Cloudera Data Hub Prerequisites

Introduction

This document includes the prerequisite steps for Cloudera Data Hub.

Cluster Configuration

A number of cluster options will need specific Gluent Data Platform configuration parameters to be set when completing the Gluent Data Platform Environment File Creation installation step. Confirm these values as follows and note them down:

Option

Non-Cloudera Manager Installations

Cloudera Manager Installations

DataNode Data Transfer Protection

grep -i 'dfs.data.transfer.protection' hdfs-site.xml

Clusters → Cluster Name → HDFS Service → Configuration → Search (dfs.data.transfer.protection)

Data Transfer Encryption

grep -i 'dfs.encrypt.data.transfer' hdfs-site.xml

Clusters → Cluster Name → HDFS Service → Configuration → Search (dfs.encrypt.data.transfer)

Hadoop RPC Protection

grep -i 'hadoop.rpc.protection' hdfs-site.xml

Clusters → Cluster Name → HDFS Service → Configuration → Search (hadoop.rpc.protection)

HDFS High Availability

grep -i 'dfs.nameservices' hdfs-site.xml

Clusters → Cluster Name → HDFS Service → Instances → Federation and High Availability

Impala HS2 Port

grep -i 'hs2_port' /etc/default/impala

Clusters → Cluster Name → Impala Service → Configuration → Search (hs2_port)

Kerberos Enabled

grep -i 'principal' /etc/default/impala

Administration → Security

Kerberos Principal

grep -i 'principal' /etc/default/impala

Clusters → Cluster Name → Impala Service → Configuration → Search (Kerberos Principal)

LDAP Enabled

grep -i 'ldap_uri' /etc/default/impala

Clusters → Cluster Name → Impala Service → Configuration → Search (enable_ldap_auth)

Sentry Enabled

grep -i 'authorization_policy_provider_class' /etc/default/impala

Clusters → Cluster Name → Impala Service → Configuration → Search (sentry)

SSL Certificate

grep -i 'ssl_server_certificate' /etc/default/impala

Clusters → Cluster Name → Impala Service → Configuration → Search (ssl_server_certificate)

SSL Enabled

grep -i 'ssl_server_certificate' /etc/default/impala

Clusters → Cluster Name → Impala Service → Configuration → Search (client_services_ssl_enabled)

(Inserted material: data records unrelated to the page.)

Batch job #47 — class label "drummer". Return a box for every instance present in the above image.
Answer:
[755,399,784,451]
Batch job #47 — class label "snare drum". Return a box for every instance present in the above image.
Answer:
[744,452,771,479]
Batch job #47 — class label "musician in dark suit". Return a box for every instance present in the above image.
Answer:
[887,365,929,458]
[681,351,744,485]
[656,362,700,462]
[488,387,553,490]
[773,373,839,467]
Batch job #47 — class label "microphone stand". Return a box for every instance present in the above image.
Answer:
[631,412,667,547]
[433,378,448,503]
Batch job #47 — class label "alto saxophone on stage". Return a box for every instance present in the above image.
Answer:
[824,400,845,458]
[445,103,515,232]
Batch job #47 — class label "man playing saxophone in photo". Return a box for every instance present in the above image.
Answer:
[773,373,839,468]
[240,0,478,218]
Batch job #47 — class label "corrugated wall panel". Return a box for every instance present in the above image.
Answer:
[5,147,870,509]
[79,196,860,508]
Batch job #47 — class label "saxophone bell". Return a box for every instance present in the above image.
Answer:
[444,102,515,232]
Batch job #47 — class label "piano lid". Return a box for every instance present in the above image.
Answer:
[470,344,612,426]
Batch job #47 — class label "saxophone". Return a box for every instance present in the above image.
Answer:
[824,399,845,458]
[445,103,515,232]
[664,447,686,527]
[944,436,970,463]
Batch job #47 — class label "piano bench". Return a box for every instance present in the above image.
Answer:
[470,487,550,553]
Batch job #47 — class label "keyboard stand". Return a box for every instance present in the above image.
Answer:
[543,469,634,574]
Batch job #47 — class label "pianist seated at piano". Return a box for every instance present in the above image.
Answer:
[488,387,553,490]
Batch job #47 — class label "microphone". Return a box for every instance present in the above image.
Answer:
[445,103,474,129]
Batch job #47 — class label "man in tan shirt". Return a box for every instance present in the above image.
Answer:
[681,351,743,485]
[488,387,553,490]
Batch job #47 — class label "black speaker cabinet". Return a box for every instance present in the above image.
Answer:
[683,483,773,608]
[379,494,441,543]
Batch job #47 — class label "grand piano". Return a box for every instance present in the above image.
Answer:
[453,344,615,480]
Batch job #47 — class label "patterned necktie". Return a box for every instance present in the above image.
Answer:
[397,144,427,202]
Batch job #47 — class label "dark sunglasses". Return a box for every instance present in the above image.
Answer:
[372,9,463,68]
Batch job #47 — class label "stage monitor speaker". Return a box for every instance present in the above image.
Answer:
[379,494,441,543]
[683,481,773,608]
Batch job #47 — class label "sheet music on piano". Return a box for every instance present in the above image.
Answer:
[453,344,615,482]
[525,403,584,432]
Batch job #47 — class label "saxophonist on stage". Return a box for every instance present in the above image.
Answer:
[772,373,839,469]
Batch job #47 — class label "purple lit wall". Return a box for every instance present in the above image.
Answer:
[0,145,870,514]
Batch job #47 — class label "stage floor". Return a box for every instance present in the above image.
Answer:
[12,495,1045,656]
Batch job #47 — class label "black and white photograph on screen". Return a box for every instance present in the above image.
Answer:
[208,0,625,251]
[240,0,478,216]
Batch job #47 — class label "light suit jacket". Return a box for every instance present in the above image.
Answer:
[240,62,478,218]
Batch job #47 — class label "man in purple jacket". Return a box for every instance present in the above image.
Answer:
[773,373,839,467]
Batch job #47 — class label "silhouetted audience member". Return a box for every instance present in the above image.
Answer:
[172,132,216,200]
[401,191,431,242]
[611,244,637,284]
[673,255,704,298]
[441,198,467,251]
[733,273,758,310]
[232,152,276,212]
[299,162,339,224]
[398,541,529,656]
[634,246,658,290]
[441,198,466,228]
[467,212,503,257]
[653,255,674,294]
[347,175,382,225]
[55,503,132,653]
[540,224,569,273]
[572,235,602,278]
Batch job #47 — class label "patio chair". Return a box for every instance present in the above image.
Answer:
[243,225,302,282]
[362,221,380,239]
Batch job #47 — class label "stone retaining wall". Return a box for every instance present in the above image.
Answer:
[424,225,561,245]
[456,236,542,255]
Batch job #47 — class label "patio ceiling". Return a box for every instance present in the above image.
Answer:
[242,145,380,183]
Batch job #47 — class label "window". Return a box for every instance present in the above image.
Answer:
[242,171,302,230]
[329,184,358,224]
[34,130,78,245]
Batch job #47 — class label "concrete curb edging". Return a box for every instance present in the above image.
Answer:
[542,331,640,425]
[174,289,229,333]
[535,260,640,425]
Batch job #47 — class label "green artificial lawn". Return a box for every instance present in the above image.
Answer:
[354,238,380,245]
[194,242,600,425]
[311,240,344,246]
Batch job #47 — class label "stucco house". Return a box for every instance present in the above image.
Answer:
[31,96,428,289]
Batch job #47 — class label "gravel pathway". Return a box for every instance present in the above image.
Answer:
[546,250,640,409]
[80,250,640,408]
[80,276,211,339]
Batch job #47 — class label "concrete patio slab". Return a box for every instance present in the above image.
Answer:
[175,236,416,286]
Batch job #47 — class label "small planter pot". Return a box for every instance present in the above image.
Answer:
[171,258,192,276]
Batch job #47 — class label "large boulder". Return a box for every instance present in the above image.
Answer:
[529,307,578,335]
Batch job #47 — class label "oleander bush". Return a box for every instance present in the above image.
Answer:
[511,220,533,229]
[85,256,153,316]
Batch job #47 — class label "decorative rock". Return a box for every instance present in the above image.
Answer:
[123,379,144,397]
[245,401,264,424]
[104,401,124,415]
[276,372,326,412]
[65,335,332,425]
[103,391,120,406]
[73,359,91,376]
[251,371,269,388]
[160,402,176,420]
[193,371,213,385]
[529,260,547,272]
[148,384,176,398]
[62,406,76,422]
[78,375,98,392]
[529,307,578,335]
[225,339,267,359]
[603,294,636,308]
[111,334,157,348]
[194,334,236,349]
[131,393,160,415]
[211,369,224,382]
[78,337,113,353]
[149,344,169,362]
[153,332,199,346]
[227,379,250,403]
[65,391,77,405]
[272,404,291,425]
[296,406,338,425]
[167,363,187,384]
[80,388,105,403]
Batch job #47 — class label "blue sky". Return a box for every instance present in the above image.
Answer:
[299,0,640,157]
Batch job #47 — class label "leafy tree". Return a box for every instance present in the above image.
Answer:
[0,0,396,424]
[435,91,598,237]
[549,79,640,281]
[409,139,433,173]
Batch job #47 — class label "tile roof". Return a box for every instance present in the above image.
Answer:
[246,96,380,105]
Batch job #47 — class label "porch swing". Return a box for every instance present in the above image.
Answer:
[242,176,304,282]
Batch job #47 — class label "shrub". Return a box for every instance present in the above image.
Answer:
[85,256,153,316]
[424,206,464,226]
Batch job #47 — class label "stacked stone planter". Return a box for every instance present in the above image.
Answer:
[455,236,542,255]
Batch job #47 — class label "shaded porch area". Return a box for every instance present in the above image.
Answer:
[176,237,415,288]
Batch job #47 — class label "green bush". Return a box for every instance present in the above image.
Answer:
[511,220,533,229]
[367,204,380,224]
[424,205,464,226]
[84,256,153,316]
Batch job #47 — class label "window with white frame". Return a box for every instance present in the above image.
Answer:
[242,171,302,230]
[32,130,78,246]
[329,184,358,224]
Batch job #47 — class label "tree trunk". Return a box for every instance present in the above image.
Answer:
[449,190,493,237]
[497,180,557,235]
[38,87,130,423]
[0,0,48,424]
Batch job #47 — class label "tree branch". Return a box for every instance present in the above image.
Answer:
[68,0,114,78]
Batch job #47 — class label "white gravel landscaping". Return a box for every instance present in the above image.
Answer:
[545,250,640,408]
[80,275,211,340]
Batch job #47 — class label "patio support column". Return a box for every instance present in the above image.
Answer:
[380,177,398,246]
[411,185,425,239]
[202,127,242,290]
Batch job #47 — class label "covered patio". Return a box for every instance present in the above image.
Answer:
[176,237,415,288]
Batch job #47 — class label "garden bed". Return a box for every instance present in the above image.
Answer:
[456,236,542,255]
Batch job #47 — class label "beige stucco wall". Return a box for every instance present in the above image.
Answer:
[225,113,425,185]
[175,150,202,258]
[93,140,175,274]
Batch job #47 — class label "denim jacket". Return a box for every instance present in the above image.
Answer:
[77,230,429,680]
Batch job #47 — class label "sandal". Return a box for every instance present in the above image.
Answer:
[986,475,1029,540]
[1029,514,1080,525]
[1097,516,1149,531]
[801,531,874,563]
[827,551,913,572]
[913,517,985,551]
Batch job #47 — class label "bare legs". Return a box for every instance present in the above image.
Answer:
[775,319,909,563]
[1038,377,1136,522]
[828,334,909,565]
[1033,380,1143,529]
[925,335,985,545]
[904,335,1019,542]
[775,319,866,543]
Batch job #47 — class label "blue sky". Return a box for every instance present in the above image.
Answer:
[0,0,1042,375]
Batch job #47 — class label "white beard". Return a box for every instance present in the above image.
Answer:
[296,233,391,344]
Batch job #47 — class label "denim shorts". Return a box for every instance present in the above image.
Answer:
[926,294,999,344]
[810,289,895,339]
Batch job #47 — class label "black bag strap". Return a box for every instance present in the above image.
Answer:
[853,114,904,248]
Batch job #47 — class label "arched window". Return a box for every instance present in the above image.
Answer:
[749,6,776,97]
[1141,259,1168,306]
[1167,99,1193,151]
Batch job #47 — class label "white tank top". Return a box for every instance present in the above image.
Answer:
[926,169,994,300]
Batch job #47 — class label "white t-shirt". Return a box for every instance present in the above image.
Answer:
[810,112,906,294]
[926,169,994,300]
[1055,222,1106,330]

Provision a Gluent Data Platform OS User

A Gluent Data Platform OS user (assumed to be gluent for the remainder of this document) is required on the Hadoop node(s) on which Gluent Offload Engine commands will be initiated.

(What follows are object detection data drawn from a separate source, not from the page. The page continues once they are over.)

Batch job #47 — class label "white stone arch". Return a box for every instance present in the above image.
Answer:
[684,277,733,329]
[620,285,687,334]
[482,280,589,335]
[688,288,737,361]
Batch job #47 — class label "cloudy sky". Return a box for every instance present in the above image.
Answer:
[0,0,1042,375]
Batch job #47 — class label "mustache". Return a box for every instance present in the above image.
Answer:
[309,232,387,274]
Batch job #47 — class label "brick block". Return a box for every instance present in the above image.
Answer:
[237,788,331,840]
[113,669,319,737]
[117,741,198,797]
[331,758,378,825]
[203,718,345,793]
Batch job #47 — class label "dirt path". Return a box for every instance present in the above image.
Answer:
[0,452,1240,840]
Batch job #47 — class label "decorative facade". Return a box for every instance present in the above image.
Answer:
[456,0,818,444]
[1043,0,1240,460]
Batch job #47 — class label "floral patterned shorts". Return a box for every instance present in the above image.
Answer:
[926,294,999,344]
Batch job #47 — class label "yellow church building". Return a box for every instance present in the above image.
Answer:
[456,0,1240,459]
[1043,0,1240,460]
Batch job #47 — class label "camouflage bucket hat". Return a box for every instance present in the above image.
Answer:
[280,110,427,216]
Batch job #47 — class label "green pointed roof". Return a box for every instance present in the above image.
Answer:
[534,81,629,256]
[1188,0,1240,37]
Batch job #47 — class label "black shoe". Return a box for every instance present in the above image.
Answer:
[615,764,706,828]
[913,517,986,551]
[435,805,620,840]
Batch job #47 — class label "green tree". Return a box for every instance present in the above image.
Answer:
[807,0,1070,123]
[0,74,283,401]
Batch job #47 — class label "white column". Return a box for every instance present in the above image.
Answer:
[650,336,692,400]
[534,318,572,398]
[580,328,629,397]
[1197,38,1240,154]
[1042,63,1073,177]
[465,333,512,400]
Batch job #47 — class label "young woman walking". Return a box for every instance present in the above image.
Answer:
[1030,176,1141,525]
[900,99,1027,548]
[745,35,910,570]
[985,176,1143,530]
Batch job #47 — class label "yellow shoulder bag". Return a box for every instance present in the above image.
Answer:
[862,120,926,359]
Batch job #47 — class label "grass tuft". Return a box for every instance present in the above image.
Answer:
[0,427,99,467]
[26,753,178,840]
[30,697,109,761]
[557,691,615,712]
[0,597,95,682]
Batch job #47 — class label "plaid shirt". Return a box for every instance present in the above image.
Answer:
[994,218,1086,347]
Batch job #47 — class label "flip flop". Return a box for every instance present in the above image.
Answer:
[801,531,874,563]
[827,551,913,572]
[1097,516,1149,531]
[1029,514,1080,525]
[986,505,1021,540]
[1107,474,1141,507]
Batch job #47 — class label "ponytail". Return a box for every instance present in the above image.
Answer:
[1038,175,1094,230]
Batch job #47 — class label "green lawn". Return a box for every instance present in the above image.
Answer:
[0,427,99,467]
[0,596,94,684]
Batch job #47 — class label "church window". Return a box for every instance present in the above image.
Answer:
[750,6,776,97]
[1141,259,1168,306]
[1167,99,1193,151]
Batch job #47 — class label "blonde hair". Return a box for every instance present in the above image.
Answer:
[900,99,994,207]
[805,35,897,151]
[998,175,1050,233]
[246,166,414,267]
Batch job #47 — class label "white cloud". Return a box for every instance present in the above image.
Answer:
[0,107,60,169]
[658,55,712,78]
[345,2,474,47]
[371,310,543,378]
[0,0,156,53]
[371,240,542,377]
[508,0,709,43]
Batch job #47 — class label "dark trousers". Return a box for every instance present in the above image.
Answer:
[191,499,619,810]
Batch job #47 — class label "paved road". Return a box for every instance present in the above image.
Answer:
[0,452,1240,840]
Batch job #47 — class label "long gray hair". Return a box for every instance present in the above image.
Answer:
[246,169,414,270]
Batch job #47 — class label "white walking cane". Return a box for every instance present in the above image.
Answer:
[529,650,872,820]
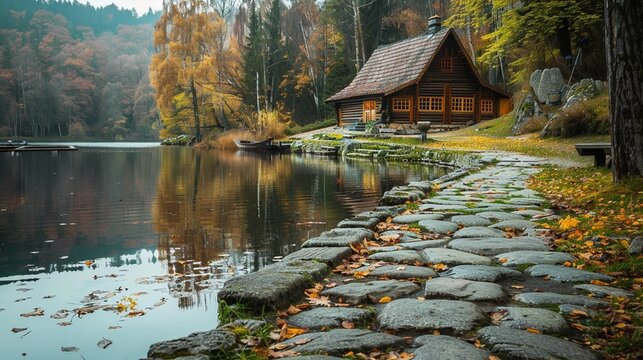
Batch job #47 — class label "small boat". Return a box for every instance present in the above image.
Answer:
[234,138,290,151]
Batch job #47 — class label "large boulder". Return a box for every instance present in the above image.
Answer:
[536,68,565,103]
[511,91,543,135]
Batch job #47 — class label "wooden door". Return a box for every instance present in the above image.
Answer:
[362,100,377,122]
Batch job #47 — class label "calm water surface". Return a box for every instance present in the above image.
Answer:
[0,144,444,360]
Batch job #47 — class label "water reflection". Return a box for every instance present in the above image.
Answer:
[0,148,444,359]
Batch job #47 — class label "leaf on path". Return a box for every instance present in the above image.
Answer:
[20,308,45,317]
[96,338,112,349]
[308,296,331,307]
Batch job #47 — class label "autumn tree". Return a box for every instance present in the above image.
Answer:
[150,0,225,141]
[605,0,643,182]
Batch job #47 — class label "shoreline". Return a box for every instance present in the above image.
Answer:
[143,147,628,359]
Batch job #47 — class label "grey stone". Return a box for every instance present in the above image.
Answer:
[627,236,643,255]
[440,265,522,282]
[451,215,491,226]
[218,271,307,311]
[419,220,458,234]
[337,217,380,229]
[368,250,424,264]
[399,238,451,250]
[283,247,353,266]
[491,220,536,230]
[448,236,549,255]
[378,299,489,333]
[380,230,422,243]
[514,292,609,308]
[355,210,391,221]
[322,280,420,305]
[452,226,505,239]
[496,250,574,266]
[507,197,544,206]
[259,260,330,280]
[276,329,404,356]
[413,335,489,360]
[536,68,566,103]
[147,330,237,359]
[478,326,600,360]
[369,265,437,279]
[424,277,505,301]
[422,248,491,265]
[419,204,467,211]
[287,307,374,329]
[393,213,444,224]
[525,264,614,282]
[496,307,569,333]
[511,209,552,217]
[574,284,634,297]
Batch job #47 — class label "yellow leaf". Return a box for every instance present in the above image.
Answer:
[558,216,580,230]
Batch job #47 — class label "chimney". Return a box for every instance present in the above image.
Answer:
[429,15,442,35]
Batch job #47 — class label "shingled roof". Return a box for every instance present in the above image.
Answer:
[326,28,506,102]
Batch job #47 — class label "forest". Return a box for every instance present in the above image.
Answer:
[0,0,606,140]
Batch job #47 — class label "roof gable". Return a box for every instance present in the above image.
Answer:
[326,28,508,102]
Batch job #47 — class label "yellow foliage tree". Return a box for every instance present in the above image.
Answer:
[150,0,229,141]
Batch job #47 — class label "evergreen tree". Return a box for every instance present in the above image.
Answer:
[243,0,264,111]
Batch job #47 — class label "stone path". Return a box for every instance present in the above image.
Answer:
[150,155,633,360]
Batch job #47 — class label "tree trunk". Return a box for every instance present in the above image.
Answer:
[605,0,643,183]
[190,79,201,142]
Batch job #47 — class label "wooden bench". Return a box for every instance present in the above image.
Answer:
[576,143,612,167]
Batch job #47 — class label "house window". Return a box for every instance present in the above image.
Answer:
[362,100,377,122]
[440,56,453,71]
[480,99,493,114]
[393,98,411,112]
[418,96,444,112]
[451,97,473,112]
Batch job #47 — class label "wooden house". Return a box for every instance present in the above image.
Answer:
[326,16,511,126]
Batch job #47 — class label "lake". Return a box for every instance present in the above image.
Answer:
[0,144,445,359]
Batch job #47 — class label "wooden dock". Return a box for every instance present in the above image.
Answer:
[0,144,78,152]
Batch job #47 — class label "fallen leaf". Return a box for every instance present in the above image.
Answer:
[294,338,313,345]
[342,320,355,329]
[268,350,299,359]
[96,338,112,349]
[20,308,45,317]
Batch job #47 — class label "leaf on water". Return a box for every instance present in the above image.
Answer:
[295,338,313,345]
[20,308,45,317]
[268,350,299,359]
[342,320,355,329]
[286,305,301,315]
[96,338,112,349]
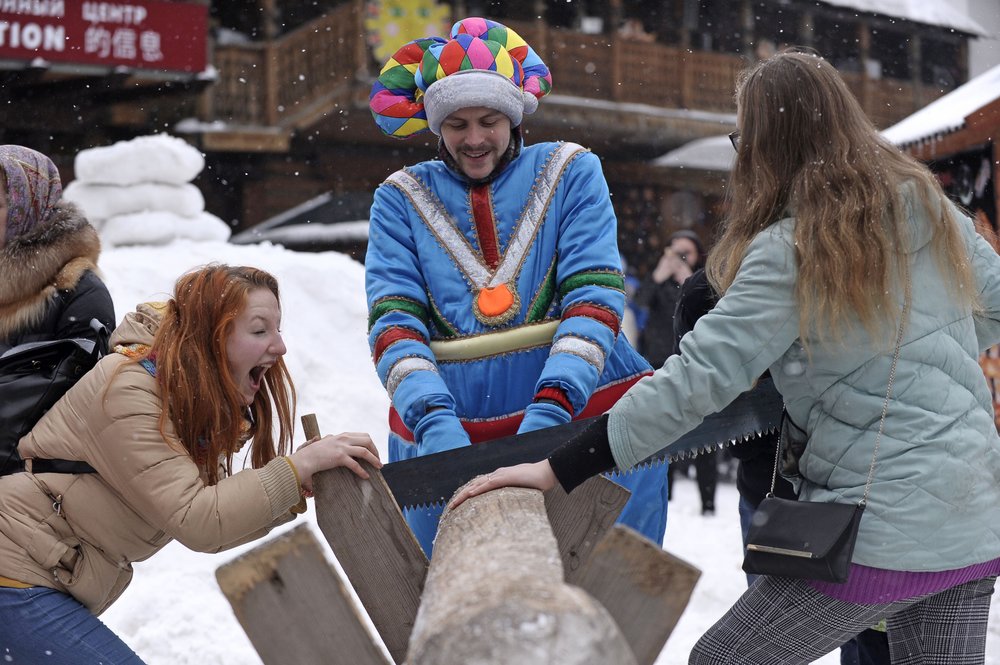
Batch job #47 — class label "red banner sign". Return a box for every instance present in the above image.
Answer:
[0,0,208,73]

This user should be provisioned using the appropriate method for the environment, e.g. LDAP, local users, etc. There are no specific group membership requirements for this user.

Verify the user is present using the following command:

$ id gluent

Storage Requirements

Note

This prerequisite is needed only if Gluent Data Platform is to be installed on Hadoop node(s).

A filesystem location must be created for Gluent Data Platform installation.

Gluent Data Platform occupies approximately 1GB of storage once unpacked.

During operation, Gluent Data Platform will write log and trace files within its installation directory. Sufficient space will need to be allocated for continuing operations.

The filesystem location must be owned by the provisioned Gluent Data Platform OS user.

Default Shell

The owner of the Gluent Data Platform software requires the Bash shell. The outcome of the following should be bash for that user:

$ echo $SHELL

Create HDFS Directories

Gluent Data Platform requires up to three locations within HDFS depending on the use of cloud storage:

Parameter

Purpose

Necessity

Required Permissions

Default Location

HDFS_DATA

Stores a persistent copy of data offloaded from Oracle Database, and Incremental Update metadata

Mandatory if any data is to be persisted in HDFS

Read, write for HADOOP_SSH_USER
Read, write for hive group

/user/gluent/offload

HDFS_HOME

Stores the Gluent UDF library file

Mandatory if UDFs are to be based in HDFS

Read, write for HADOOP_SSH_USER
Read for hive group

/user/gluent

HDFS_LOAD

Transient staging area used by the data transport phase of Offload

Mandatory

Read, write for HADOOP_SSH_USER
Read for hive group

/user/gluent/offload

The steps to create the default locations with the correct permissions are detailed below.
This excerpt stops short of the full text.